Agent traces are not enough. Agent runs need operating records.

#agents #ai #devops #mcp

Most production-agent discussions eventually land on observability.

That is good. Traces matter.

But I think traces are only one slice of what teams actually need once agents start touching tools, files, tickets, browsers, MCP servers, credentials, or customer-facing systems.

A trace answers: what happened inside this run?

An operating record answers a wider set of questions:

Which agent was installed and running?
Which model/provider/config was active?
Which MCP servers and tools were visible to the agent?
Which permissions were granted for this run?
Which actions required approval?
What did the agent actually change?
What failed, retried, or timed out?
Can another person replay the decision later?
Can I stop, recover, or uninstall the system cleanly?

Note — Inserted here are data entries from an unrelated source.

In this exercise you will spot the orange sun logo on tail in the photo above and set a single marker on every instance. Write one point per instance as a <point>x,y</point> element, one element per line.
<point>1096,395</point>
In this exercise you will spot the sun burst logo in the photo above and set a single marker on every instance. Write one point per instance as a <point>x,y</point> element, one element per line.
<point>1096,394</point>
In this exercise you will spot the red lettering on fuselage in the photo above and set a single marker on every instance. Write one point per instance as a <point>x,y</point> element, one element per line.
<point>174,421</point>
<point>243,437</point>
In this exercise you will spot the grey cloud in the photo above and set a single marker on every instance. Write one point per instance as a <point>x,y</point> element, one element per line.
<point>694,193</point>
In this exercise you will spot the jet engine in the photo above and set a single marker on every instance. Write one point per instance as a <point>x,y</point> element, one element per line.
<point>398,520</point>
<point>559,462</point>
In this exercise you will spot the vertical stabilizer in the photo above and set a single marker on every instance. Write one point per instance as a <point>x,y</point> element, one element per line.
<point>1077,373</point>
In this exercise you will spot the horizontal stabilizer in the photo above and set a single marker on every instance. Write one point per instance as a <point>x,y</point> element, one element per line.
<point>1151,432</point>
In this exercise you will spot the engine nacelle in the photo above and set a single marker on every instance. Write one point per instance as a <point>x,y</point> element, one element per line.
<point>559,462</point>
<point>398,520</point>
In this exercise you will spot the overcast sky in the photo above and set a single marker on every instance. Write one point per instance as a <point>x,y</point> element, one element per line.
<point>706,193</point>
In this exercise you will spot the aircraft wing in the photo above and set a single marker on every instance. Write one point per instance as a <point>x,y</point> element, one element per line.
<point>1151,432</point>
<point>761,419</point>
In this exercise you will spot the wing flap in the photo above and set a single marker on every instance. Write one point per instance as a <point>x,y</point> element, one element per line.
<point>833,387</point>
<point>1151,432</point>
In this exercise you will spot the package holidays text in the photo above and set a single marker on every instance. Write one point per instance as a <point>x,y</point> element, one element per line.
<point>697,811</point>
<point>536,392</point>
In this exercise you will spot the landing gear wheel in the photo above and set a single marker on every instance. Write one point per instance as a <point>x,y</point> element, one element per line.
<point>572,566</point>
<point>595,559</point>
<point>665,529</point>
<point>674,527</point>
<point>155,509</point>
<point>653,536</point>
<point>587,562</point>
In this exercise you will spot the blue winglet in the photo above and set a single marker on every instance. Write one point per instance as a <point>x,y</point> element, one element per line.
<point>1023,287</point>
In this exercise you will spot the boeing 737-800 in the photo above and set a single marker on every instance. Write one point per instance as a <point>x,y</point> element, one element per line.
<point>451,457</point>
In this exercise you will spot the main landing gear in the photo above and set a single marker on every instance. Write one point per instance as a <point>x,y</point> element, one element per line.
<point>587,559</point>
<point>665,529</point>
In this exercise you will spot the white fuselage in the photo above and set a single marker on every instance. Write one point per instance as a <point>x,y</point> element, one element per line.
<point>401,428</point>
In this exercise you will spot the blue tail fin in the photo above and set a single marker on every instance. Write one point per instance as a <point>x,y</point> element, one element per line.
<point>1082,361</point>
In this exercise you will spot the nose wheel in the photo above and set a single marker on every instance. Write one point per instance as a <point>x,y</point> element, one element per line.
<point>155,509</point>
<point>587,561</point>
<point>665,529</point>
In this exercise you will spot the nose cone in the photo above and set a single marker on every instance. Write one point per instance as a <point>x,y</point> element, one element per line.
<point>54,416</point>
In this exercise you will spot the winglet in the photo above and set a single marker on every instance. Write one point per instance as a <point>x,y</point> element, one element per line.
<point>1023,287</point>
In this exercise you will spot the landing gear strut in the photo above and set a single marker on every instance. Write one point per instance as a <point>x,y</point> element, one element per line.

That second set of questions is the part I keep seeing teams rebuild ad hoc.

The shift from prompt debugging to run operations

When an agent is just a demo, the prompt feels like the center of the system.

When an agent is running every day, the center shifts to operations:

setup state
tool exposure
run boundaries
approval policy
event history
rollback path
cost and latency drift
evidence for what happened

This is especially true with MCP. A manifest can tell you which tools exist. It does not, by itself, tell you which tools were exposed to a specific agent run, which arguments were passed, what side effects happened, and why a guard allowed or blocked the action.

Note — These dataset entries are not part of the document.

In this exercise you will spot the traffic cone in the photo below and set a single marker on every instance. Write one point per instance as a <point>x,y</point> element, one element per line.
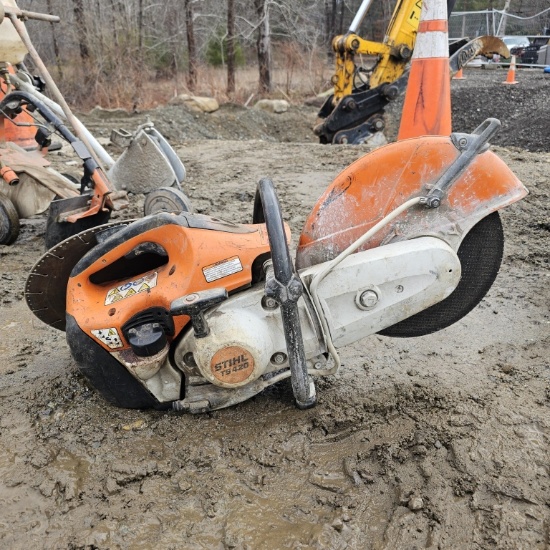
<point>511,77</point>
<point>427,107</point>
<point>459,75</point>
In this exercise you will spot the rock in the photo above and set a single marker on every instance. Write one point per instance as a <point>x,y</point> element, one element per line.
<point>273,105</point>
<point>415,504</point>
<point>196,103</point>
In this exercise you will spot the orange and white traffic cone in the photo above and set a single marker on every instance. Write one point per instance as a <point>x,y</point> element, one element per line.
<point>459,75</point>
<point>427,108</point>
<point>511,77</point>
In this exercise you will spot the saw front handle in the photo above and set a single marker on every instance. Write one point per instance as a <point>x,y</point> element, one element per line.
<point>285,287</point>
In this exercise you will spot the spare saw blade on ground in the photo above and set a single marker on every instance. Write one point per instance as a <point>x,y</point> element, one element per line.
<point>46,286</point>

What I want from agent infrastructure

For local and self-hosted agents, I want a boring control surface:

Install the agent.
Configure the provider and runtime.
See which tools and permissions exist.
Start and stop runs.
Inspect the job state.
Require approvals for risky actions.
Keep receipts for what happened.
Uninstall cleanly.

That sounds less exciting than a new agent demo, but it is the layer that makes repeated use feel sane.

Where Armorer fits

This is what we are building Armorer around: a local control plane for AI agents.

Armorer is not meant to be another agent framework. The goal is to sit around agents and make the operational state visible: installed agents, setup, running jobs, local configuration, approvals, audit trails, and recovery.

Repo: https://github.com/ArmorerLabs/Armorer

Where Armorer Guard fits

Armorer Guard is the companion piece: a local Rust guard layer for agent inputs and tool-call risk.

The key idea is that a guard decision should not just be a yes/no result or a block count. It should leave a small record that someone can inspect later: what was evaluated, what policy applied, why the decision happened, and what the runtime did with it.

Repo: https://github.com/ArmorerLabs/Armorer-Guard

The question I am trying to answer

What is the minimum useful operating record for an AI-agent run?

My current answer is:

run identity
agent/runtime version
effective tool/capability set
inputs and relevant context
policy/guard decisions
approvals
side effects
recovery/stop state
evidence links

Curious how other people are modeling this. If you are running agents in production or locally with MCP-heavy workflows, what fields do you wish every run left behind?